Increasingly, the role and value of digital agencies will shift from their coding abilities towards becoming experts at assembling all the elements of a website (images, text, videos) and arranging them for the client using a variety of tools and seldom touching code.
In 2016, we’ll also be closer towards a reality where more people can build mobile apps, but the biggest developments are really aimed at making things easier for professionals.
This is very clear when it comes to an app development tool like the WaveMaker rapid development platform for hybrid iOS and Android apps. The platform takes a lot of the work out of coding native device functionality (like GPS or camera access) into an application, but it also simplifies application maintenance so that, for instance, continues to work with new OS updates that may scrap some APIs.
New Security Risks for Organizations from IoT and Cloud
IoT devices could be an easy entry point for attackers; New evidence suggests that malware can trick sandboxes and break free from VM isolation; “Ghostware” infiltrates systems and it goes undetected
Just as it seems organizations have gotten used to their security perimeter extending beyond the walls of their data center to external clouds and smartphones, more “things” are about to connect to the network – and this could increase risk. In 2015, we saw proofs of concept for attacks where a compromised IoT device network could provide a foothold within corporate networks to “land and expand” or malware could exploit communication protocols between the devices and the network for a man-in-the-middle attack. Worms and viruses targeting IoT devices could also propagate (and persist) among millions or billions of IoT devices expected to come online in coming years.

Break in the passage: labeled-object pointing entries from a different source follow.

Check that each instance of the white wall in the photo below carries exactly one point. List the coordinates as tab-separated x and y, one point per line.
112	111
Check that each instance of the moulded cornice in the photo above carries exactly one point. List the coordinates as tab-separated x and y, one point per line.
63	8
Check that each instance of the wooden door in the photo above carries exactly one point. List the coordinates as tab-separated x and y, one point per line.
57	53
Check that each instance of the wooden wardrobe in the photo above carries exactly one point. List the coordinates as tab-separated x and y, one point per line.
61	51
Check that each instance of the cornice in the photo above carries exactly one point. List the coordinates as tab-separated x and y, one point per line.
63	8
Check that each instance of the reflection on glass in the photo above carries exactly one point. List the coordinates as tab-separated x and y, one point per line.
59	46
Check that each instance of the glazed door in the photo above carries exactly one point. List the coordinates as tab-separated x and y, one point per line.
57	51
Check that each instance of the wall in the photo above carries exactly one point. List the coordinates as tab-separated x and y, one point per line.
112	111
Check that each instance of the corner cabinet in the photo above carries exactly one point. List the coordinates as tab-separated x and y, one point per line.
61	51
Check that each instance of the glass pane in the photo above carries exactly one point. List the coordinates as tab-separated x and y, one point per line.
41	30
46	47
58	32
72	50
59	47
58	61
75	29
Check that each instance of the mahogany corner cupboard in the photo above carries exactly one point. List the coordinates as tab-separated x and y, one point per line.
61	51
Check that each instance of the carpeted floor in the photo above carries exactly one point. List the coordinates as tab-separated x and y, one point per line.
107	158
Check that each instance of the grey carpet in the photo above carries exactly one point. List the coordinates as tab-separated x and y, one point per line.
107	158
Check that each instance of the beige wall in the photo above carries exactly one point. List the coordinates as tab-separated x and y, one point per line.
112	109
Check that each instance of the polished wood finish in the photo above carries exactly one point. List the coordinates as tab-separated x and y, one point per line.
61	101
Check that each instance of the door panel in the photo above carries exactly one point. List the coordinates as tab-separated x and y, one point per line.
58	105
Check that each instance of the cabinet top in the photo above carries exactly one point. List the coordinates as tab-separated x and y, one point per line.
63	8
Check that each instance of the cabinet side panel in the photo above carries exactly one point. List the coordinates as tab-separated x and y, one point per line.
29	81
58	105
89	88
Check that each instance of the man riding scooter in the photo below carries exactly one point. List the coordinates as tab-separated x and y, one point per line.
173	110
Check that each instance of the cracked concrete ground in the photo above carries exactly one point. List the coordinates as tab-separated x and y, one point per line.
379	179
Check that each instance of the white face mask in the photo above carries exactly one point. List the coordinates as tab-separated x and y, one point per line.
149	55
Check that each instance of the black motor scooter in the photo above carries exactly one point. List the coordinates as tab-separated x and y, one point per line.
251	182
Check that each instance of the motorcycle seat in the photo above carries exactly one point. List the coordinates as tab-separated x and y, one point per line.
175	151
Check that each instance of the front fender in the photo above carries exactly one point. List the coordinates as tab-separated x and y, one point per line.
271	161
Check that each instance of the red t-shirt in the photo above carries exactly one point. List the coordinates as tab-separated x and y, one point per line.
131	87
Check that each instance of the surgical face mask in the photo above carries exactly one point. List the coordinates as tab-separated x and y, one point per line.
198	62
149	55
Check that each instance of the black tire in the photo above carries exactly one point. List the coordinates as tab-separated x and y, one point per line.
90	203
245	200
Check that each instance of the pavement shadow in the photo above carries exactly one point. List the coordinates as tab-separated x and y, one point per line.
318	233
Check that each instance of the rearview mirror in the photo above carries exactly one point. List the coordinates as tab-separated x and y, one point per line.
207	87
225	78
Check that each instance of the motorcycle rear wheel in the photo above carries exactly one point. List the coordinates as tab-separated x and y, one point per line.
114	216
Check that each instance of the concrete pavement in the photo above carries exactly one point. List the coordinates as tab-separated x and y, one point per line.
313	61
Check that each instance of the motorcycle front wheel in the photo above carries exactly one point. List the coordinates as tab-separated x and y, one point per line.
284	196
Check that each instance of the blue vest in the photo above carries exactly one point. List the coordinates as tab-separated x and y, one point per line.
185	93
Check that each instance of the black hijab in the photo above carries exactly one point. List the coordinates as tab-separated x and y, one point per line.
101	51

According to a report from FortiGuard Labs, the research division of cybersecurity provider FortiGuard, IT will be dealing with more sophisticated malware in the coming years directed at cloud technologies.
Virtualization might not be able to provide the isolation needed to keep threats within VMs. Vulnerabilities like Venom suggest that malware could escape from a hypervisor and access the host operating system, meaning that an infected client system could compromise an entire public or private cloud system.
FortiGuard also predicts a variety of malware it calls “ghostware” because it will erase all indications of compromise, so that organizations cant’s track the extent of data loss or what systems are compromised.
Blackhat hackers are also finding ways to deceive application sandboxes (the bomb disposal container where runtimes can be set off to reveal a malicious payload). Researchers have found “two-faced malware” that behaves differently during aSandbox inspection so it will pass a sandbox inspection and be able to deliver its payload when executed on the system proper.
2015 was unusual because of the commonplace of “mega breaches” that cost organizations millions in damages, and these mega breaches are likely to continue well into the future, according to a recent poll of Chief Information Security Officers.
And it’s not just businesses like Sony and Target in the cross hairs. Joe Adornetto, CISO of Quest Diagnostics, noted that healthcare continues to be subject to attacks attempting to steal health records. “No other single type of record contains so much Personally Identifiable Information (PII) that is often linked to financial and insurance information and can be used for various attacks,” he stated.
Anything with value, essentially, is fare game for criminals and worth their efforts. This is unlikely to change in the foreseeable future.